August 2020: 20 years of patient engagement
With two decades of incredible advances pushing the industry forward, the next twenty years represent an equally exciting time for patient engagement. What technologies are on the horizon? How will patient care evolve? GetWellNetwork is grateful for the last twenty years of supporting and empowering patients, and excited to lead the charge forward.

GetWellNetwork turns 20! GetWellNetwork Founder + CEO, Michael O’Neil has steered the company through a number of obstacles — weathering an ever-changing regulatory landscape, the Great Recession and even a global pandemic. His secret to success: #TeamPurple. The resilient and tenacious village of employees who bleed purple in support of our mission to make healthcare better for patients and families during the most important moments in their lives. Check out some of the faces “behind-the-scenes” and the challenges and triumphs — personal and professional — that our family has shared over the last 20 years.

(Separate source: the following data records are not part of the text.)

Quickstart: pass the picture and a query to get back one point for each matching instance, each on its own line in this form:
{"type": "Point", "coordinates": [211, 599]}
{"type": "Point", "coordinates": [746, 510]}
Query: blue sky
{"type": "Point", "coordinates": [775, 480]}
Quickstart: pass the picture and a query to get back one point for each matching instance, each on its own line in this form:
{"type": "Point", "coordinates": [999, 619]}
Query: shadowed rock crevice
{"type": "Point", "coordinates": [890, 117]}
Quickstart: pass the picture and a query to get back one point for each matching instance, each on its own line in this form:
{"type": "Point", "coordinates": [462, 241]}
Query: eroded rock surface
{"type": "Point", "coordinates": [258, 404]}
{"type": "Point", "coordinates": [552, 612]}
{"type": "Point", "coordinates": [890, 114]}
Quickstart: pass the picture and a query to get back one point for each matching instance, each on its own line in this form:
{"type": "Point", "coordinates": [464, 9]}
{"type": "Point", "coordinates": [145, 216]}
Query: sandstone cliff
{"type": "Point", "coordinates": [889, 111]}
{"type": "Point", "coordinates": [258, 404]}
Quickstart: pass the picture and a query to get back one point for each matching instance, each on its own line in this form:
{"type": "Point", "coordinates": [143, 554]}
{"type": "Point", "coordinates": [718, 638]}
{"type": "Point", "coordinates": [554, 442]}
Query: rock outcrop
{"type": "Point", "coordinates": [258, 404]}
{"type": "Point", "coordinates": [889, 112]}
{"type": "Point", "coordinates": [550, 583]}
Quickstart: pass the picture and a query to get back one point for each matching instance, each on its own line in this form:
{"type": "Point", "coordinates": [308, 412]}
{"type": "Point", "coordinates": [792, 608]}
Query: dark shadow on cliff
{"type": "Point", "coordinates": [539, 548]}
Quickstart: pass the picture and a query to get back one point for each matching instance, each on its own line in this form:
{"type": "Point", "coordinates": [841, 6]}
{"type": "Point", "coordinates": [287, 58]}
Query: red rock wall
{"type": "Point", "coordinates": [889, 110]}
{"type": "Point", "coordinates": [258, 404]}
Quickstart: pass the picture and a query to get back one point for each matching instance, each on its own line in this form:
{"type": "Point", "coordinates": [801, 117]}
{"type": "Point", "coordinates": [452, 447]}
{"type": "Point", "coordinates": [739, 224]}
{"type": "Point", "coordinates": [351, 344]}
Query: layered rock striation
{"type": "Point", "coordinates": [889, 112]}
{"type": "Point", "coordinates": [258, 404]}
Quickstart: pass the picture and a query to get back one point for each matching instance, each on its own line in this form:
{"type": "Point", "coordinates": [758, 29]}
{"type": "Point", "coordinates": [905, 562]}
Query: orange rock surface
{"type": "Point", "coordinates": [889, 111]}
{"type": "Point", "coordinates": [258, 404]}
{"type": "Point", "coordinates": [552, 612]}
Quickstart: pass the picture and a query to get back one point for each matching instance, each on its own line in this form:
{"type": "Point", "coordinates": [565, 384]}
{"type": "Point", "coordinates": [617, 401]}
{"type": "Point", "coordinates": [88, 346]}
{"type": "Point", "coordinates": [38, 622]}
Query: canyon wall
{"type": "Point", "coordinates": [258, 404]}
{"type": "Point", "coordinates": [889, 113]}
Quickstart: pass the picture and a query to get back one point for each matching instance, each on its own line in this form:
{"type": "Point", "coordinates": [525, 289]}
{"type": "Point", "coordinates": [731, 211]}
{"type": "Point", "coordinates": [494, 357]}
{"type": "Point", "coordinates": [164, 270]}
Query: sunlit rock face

Following surgery and chemotherapy to treat non-Hodgkin’s lymphoma, Michael O’Neil emerged humbled, inspired and ready to finish the graduate studies interrupted unexpectedly by cancer. Steering the final year of his J.D./M.B.A. program from business plan to life mission, Michael founded GetWellNetwork to tackle an unaddressed problem in healthcare: educating, engaging and empowering patients and families to take control of their healthcare journeys. Today, he leads the global digital health technology company as founder and chief executive officer.